If we learnt anything from the GFC it should be that access to capital, or the lack of it, can have dire consequences for real estate. A credit squeeze could once again have profound negative implications for the operation of real estate markets, and the pricing of assets. Although such an event could prove terminal for those who need the capital most, the drop in prices as a result of a restriction of capital would hit the balance sheet of almost every asset owner.

In recent days we have seen reports of Blackstone and Carlyle portfolio companies drawing down on available credit lines. We hope that such actions are not a precursor to more serious issues ahead, but we must be aware of them nonetheless.

Rent interruption is the key risk

We have already heard anecdotes of tenants asking for rent holidays, but it should be stressed that these are isolated cases. However, we would expect this to increase, especially if the cash flows of the tenant base are interrupted. We provide more insights on where we see the risks at present below.

The next quarterly rent day is Lady Day on 25th March. This commemorates the visit of the archangel Gabriel to the Virgin Mary and perhaps landlords will be hoping for a guardian angel this coming Lady Day too. With events moving at such a fast pace, it is probably now prudent to assume disruption and rent arrears post the rent day. How widespread these are, and what action is taken or proposed, remains unknown at present.

Much will also depend on what government action is taken (forcing the closure of shopping centres, for example?) and what compensation it offers. It may also depend on the level of insurance cover taken by both tenants and landlords, and of course the stance taken by insurers in dealing with claims.

However you look at it, the risks to cash flows – however secure they seem –have risen over the past few weeks.

We are not contract lawyers!

One thing to note here is that we are not contract lawyers, and we aren’t privy to the tens of thousands of lease contracts that our coverage universe have entered into.

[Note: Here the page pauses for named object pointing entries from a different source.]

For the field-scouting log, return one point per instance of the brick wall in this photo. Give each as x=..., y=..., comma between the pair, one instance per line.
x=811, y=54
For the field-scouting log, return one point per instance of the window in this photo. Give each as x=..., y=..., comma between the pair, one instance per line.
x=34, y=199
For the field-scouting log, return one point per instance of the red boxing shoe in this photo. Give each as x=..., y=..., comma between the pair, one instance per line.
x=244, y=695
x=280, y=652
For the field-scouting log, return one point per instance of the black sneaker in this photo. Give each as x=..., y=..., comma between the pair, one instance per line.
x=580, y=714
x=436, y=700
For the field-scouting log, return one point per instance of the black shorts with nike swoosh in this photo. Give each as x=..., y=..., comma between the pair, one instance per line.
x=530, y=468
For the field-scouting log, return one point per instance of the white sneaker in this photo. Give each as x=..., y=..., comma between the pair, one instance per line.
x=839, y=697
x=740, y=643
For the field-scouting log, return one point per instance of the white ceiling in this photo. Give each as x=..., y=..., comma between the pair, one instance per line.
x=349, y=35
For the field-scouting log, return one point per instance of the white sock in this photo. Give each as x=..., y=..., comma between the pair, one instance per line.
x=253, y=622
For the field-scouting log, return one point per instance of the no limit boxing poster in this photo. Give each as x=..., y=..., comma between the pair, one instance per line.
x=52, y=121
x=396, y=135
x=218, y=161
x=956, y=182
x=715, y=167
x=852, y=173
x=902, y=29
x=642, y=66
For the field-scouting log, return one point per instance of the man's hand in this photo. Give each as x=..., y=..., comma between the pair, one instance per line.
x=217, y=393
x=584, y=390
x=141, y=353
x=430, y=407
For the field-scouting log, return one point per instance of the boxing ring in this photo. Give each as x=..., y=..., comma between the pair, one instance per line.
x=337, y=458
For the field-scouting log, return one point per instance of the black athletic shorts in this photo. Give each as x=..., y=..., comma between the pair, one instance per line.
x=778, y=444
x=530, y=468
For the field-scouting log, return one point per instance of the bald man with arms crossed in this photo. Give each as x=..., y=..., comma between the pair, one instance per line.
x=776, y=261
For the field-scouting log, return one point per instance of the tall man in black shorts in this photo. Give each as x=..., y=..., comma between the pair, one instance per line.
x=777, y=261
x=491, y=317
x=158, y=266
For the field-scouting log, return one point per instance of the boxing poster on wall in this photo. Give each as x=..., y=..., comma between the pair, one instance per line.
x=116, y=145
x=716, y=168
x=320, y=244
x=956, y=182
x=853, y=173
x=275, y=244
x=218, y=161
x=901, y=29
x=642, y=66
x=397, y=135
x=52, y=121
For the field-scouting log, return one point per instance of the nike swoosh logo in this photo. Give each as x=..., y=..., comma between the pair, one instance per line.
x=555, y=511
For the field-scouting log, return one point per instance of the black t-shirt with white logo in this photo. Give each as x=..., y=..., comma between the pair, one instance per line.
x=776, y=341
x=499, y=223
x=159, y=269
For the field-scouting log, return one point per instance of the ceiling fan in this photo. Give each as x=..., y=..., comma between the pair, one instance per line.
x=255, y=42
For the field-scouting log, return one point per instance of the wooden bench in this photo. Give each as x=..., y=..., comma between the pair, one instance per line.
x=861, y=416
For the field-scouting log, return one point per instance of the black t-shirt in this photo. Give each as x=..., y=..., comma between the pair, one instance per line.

So we don’t know under what circumstances – if any – lease obligations can be annulled, but we wouldn’t be surprised to see more attention paid to this area over the coming weeks as the financial impacts of any restrictions become clearer.

We have recently seen the concept of ‘frustration’ tested by the European Medicines Agency (EMA) with regard to their lease on an office in Canary Wharf, arguing that Brexit was an unforeseen event that made its lease obligations impossible to honour. Although the EMA ultimately lost its case in the high court (and sublet its space to WeWork), it is not inconceivable that such an approach will be taken with regard to Covid-19. Force majeure clauses may also be something that we hear more about.